The Russian firm Novatek announced on Sunday that it’s suspending some of its operations at an oil and gas terminal in northern Russia’s Leningrad oblast. That facility was apparently targeted by a Ukrainian drone strike, perhaps using the long-range drone Ukrainian officials are claiming to have developed. The attack sparked a fire in part of the facility but there were no casualties reported.
Authorities in Russian-occupied Donetsk city say that Ukrainian shelling struck a suburban market there on Sunday, killing at least 27 people and wounding another 25. Elsewhere the Russian military said its forces had taken the small village of Krokhmalne in Ukraine’s Kharkiv oblast. Ukrainian officials described its loss as “temporary.”
Finally, in a piece written when the Biden administration was still considering the idea of military action against the Houthis, Foreign Policy in Focus’s Edward Hunt tries to understand its priorities:
While officials in Washington weigh their options, they are doing little to address the core issue, which is Israel’s ongoing military campaign in Gaza. The Biden administration opposes a ceasefire, even as it repeatedly demands that the Houthis end their attacks on commercial vessels in the Red Sea.

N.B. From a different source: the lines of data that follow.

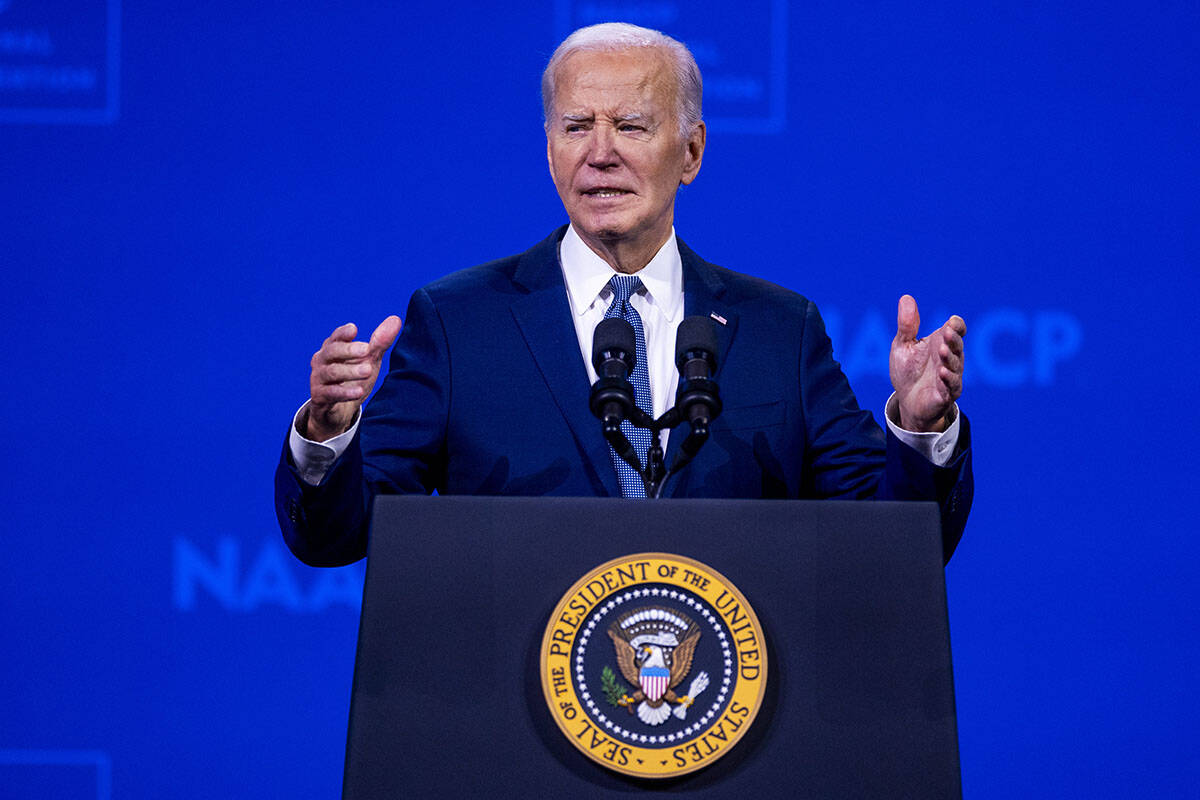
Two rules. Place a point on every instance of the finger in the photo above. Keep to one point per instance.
(952, 380)
(333, 352)
(384, 335)
(951, 360)
(341, 372)
(907, 319)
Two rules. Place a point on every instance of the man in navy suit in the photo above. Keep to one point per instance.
(487, 389)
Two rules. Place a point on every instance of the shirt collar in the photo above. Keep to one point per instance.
(587, 275)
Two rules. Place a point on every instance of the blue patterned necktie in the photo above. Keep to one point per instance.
(623, 288)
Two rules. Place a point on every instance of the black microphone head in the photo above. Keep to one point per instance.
(696, 334)
(613, 336)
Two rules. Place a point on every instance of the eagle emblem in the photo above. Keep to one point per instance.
(654, 651)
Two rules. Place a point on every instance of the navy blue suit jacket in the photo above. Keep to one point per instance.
(487, 394)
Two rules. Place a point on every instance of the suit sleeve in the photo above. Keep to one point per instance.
(849, 456)
(400, 449)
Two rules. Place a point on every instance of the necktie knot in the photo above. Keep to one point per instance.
(623, 288)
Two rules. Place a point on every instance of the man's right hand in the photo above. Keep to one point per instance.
(343, 373)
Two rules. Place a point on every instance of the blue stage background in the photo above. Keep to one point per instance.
(193, 194)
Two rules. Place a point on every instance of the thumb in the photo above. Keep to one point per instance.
(907, 319)
(384, 335)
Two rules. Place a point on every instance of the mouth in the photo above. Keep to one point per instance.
(605, 192)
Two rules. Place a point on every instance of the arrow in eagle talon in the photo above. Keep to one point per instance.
(699, 684)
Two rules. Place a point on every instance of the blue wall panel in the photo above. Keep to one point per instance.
(181, 229)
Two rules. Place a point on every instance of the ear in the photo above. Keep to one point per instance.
(695, 152)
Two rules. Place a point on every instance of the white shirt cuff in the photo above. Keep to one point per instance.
(935, 446)
(313, 458)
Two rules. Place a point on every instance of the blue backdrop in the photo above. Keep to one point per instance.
(195, 194)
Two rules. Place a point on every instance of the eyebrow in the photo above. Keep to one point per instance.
(589, 118)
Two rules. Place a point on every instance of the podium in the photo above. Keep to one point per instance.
(448, 697)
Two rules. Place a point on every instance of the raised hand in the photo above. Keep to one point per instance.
(343, 372)
(925, 373)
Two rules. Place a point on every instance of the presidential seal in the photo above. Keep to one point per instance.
(653, 665)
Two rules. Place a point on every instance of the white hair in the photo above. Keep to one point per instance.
(622, 36)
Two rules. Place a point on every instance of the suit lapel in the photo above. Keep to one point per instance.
(544, 317)
(702, 296)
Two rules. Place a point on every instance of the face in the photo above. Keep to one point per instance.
(615, 148)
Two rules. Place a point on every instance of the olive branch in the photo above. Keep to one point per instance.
(612, 687)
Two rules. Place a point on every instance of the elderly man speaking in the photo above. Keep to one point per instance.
(487, 389)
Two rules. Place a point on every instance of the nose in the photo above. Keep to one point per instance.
(603, 148)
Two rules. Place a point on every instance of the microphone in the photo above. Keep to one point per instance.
(613, 355)
(613, 348)
(699, 397)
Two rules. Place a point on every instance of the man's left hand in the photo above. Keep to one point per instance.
(927, 373)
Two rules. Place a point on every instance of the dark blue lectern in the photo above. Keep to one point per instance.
(448, 697)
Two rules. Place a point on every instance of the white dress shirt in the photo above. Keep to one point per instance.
(660, 306)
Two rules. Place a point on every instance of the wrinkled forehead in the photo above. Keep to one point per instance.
(616, 82)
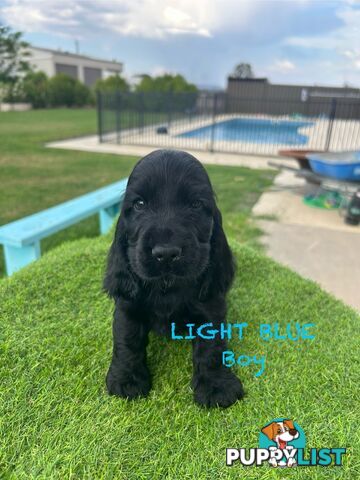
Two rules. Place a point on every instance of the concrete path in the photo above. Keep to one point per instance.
(315, 243)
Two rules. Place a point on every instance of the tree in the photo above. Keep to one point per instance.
(67, 91)
(13, 54)
(166, 83)
(114, 82)
(243, 70)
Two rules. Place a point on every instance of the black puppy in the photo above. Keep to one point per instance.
(169, 262)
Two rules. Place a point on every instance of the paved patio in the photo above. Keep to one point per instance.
(315, 243)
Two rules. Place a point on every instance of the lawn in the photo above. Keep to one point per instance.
(34, 177)
(57, 421)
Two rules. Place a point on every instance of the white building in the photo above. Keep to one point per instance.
(86, 69)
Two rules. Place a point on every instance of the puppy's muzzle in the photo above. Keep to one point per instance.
(166, 254)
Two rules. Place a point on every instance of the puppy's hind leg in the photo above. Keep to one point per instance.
(128, 375)
(214, 384)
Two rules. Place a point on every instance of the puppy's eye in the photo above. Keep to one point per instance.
(139, 204)
(196, 204)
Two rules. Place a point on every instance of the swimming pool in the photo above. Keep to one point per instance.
(254, 131)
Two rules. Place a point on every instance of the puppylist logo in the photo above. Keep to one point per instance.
(282, 444)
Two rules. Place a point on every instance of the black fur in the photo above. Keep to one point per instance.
(169, 206)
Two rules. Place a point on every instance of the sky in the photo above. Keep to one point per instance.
(288, 41)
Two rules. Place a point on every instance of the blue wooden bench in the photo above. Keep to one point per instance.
(21, 239)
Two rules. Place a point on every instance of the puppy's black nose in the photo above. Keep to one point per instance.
(166, 254)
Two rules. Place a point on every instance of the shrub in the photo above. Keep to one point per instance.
(67, 91)
(36, 89)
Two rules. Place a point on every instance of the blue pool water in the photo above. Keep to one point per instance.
(254, 131)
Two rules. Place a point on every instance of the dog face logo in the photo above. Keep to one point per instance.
(282, 437)
(281, 432)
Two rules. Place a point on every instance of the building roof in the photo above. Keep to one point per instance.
(75, 55)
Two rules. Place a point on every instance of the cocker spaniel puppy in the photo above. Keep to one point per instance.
(169, 262)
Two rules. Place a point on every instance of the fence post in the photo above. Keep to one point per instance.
(213, 124)
(142, 108)
(169, 108)
(99, 114)
(117, 115)
(331, 123)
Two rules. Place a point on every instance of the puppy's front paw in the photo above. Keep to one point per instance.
(130, 386)
(220, 390)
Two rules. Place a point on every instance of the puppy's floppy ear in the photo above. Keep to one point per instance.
(269, 431)
(290, 424)
(219, 275)
(119, 280)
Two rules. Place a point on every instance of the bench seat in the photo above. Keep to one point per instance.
(21, 239)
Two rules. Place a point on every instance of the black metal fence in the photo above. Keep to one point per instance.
(222, 123)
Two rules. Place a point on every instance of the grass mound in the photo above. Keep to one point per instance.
(56, 420)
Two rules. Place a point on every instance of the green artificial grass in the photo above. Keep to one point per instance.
(34, 177)
(57, 422)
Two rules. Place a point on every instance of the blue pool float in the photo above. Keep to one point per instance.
(339, 165)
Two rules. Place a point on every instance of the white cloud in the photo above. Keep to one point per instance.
(283, 66)
(146, 18)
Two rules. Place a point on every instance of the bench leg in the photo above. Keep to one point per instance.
(107, 217)
(18, 257)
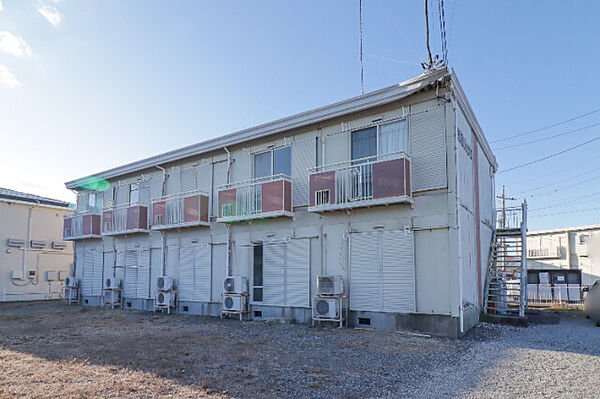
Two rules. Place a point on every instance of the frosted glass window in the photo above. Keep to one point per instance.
(262, 164)
(393, 137)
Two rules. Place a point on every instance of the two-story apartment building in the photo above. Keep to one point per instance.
(34, 259)
(393, 190)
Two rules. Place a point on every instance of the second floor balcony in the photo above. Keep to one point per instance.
(82, 225)
(378, 180)
(180, 210)
(125, 219)
(264, 197)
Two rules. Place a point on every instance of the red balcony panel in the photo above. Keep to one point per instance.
(107, 221)
(159, 212)
(226, 197)
(287, 199)
(322, 181)
(137, 217)
(389, 178)
(67, 228)
(191, 206)
(272, 196)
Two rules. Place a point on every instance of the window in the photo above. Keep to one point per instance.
(273, 162)
(379, 140)
(257, 275)
(134, 193)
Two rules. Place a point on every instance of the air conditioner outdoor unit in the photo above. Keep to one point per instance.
(330, 285)
(70, 282)
(164, 283)
(236, 285)
(326, 308)
(165, 298)
(112, 297)
(235, 303)
(111, 283)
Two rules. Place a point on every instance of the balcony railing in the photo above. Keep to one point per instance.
(180, 210)
(264, 197)
(82, 225)
(125, 219)
(379, 180)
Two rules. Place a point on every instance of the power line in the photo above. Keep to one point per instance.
(546, 127)
(550, 156)
(547, 138)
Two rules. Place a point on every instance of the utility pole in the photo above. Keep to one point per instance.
(503, 198)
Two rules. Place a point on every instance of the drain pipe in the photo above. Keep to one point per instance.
(163, 238)
(229, 162)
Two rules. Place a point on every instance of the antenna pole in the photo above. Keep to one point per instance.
(362, 82)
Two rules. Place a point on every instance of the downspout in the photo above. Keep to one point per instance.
(229, 162)
(163, 238)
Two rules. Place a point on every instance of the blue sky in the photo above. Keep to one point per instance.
(89, 85)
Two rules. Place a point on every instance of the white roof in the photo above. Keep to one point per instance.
(359, 103)
(565, 229)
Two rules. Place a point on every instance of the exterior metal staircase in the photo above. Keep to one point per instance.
(506, 278)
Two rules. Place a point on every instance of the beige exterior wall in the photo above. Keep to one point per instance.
(46, 225)
(576, 248)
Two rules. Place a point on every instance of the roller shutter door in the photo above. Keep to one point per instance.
(194, 272)
(286, 273)
(382, 276)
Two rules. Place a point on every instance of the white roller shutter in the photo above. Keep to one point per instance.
(273, 273)
(87, 278)
(382, 274)
(286, 273)
(130, 284)
(365, 272)
(297, 287)
(194, 272)
(398, 271)
(303, 158)
(428, 148)
(98, 260)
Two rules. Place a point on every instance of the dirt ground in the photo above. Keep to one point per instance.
(51, 350)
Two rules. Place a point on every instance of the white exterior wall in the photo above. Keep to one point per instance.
(564, 250)
(431, 222)
(46, 225)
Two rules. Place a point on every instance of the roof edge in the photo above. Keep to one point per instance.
(316, 115)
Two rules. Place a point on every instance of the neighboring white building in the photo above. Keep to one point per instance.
(34, 259)
(393, 190)
(569, 255)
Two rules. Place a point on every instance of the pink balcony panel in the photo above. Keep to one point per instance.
(227, 197)
(195, 209)
(137, 217)
(391, 178)
(322, 181)
(276, 196)
(67, 228)
(159, 212)
(107, 224)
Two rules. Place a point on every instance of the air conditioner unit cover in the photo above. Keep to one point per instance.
(235, 303)
(326, 307)
(330, 285)
(164, 283)
(236, 285)
(165, 298)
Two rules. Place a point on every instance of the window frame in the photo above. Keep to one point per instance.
(378, 125)
(272, 152)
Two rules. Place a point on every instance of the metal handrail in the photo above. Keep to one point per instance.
(359, 161)
(257, 180)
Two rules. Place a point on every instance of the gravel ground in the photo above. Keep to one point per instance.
(48, 349)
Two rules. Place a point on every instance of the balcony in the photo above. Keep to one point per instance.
(125, 219)
(265, 197)
(180, 210)
(372, 181)
(83, 225)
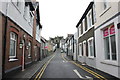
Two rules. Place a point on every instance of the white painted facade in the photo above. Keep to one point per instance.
(104, 18)
(23, 18)
(75, 47)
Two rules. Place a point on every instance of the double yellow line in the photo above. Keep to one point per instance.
(39, 75)
(86, 69)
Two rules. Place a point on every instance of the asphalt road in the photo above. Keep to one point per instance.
(60, 68)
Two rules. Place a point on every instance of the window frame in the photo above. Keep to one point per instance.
(29, 48)
(83, 25)
(79, 28)
(89, 19)
(84, 48)
(89, 54)
(110, 48)
(15, 54)
(80, 49)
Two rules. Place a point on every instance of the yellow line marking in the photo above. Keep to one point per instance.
(39, 75)
(39, 72)
(87, 70)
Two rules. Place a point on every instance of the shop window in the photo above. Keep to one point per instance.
(110, 43)
(91, 47)
(13, 45)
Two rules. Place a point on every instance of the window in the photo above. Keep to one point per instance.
(105, 4)
(84, 48)
(80, 49)
(13, 45)
(80, 30)
(29, 49)
(94, 13)
(83, 25)
(110, 43)
(90, 47)
(90, 19)
(31, 18)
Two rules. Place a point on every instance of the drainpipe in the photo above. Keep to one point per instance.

Essentially, the Biden administration is engaging in a form of imperial management, as it works to help Israel continue its military campaign in Gaza while limiting its effects on regional dynamics and global markets. Rather than backing a ceasefire, the Biden administration is hoping to minimize the repercussions of Israel’s offensive for the global economy and contain any movement toward a wider war.
What the Biden administration has shown, in short, is that it cares far more about protecting fossil fuels and the world’s most powerful businesses than it does about protecting the people of Gaza.
As I noted above I don’t agree with all of this, especially the notion that the administration is actually trying to “contain” the threat of a wider war. But I do agree that it cares much more about protecting global commerce than it does about protecting the people of Gaza. Indeed, I struggle to think of anything this administration cares about less than protecting the people of Gaza.